Recent research suggests that fat cells are biologically active. They secrete dozens of hormones and other chemicals that affect nearly every organ in the body. When your weight is normal, these hormones and chemicals keep you healthy. But if you are overweight, your super-sized fat cells release more hormones and chemicals than your body needs, especially if they constitute belly fat (visceral fat).
Health Risks of Abdominal Obesity
This flood of hormones and chemicals can take a toll on your health. Obesity increases inflammation, especially in people with so-called “apple-shapes.” Evidence shows that this leads to all sorts of diseases – dementia, cancer, chronic kidney disease, cardiovascular disease, and diabetes to name a few.

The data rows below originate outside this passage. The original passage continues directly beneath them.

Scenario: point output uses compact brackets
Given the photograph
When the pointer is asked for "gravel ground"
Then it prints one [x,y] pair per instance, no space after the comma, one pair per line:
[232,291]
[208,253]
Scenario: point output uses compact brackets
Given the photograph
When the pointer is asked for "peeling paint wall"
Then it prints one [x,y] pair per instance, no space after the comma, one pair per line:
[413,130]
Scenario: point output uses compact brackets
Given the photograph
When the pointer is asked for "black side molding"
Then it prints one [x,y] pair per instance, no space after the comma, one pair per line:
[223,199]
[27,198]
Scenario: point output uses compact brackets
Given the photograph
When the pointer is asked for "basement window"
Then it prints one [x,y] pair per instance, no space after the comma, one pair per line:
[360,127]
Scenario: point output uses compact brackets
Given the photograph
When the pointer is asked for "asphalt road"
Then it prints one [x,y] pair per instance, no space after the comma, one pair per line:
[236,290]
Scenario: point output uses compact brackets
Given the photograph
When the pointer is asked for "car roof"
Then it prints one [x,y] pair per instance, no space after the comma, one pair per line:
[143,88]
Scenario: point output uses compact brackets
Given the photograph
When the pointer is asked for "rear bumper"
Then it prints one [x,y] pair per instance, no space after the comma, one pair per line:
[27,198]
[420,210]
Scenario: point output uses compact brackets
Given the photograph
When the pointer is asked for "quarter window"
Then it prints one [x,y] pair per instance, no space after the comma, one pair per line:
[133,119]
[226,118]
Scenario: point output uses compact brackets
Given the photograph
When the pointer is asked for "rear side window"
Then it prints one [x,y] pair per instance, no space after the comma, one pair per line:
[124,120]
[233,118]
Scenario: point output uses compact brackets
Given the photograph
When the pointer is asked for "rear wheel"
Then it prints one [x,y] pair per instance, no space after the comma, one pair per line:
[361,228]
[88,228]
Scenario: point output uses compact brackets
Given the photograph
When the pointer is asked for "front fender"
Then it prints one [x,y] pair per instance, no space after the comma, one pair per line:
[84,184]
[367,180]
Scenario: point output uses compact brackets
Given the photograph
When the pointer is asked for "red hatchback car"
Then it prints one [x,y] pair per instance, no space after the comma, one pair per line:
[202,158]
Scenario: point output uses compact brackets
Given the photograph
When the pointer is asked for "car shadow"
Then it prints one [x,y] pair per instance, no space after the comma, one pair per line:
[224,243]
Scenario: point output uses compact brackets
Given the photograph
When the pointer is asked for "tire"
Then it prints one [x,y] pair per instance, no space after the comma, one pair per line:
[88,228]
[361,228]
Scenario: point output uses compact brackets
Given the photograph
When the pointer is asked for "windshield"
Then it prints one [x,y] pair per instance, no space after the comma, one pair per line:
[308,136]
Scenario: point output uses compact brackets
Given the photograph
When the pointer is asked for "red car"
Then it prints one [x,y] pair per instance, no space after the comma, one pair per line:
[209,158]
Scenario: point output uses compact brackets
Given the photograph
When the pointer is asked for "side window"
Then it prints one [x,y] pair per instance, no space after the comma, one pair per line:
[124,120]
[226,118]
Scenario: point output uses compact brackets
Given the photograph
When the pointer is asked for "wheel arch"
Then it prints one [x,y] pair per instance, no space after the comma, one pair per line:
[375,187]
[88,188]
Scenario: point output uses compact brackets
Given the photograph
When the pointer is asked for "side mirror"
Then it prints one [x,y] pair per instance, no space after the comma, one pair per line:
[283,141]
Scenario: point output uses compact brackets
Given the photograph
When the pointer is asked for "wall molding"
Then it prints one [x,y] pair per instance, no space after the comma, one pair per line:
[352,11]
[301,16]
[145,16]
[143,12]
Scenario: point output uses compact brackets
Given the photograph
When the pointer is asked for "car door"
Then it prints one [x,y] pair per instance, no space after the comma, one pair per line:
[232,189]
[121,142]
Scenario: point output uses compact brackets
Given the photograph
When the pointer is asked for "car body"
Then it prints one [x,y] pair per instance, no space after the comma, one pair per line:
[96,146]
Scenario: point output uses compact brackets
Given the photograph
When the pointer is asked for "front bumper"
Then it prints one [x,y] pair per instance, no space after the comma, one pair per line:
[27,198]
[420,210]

I already have diabetes as a result of my former obesity. Diabetes never goes away. So even though I’ve had massive weight loss and maintain normal blood sugar levels without medication, I remain at risk for diabetes-related illnesses. What’s more, diabetes accelerates aging of every organ.
Death Rates and Excess Belly Fat
According to Johns Hopkins, studies show that death rates are substantially higher in obese adults, especially those with excess fat in the abdomen instead of the hips. Researchers evaluated the relationship between abdominal obesity and total obesity (measured by BMI) with all-causes of death in 15,923 people. After a median follow-up of 2.3 years, there were 5,696 deaths. Mortality (death) was 70 percent higher in those with abdominal obesity. By contrast, total obesity was associated with a lower mortality. Those with a normal BMI also had a 70 percent higher mortality if they also had central obesity.
And a new study from the Mayo Clinic suggests that adults who aren’t technically overweight but have a lot of fat around their midsections run a higher death risk than people who are obese.
While losing weight is challenging, these are new, compelling reasons to try to shed those extra pounds—especially if they’re around your middle.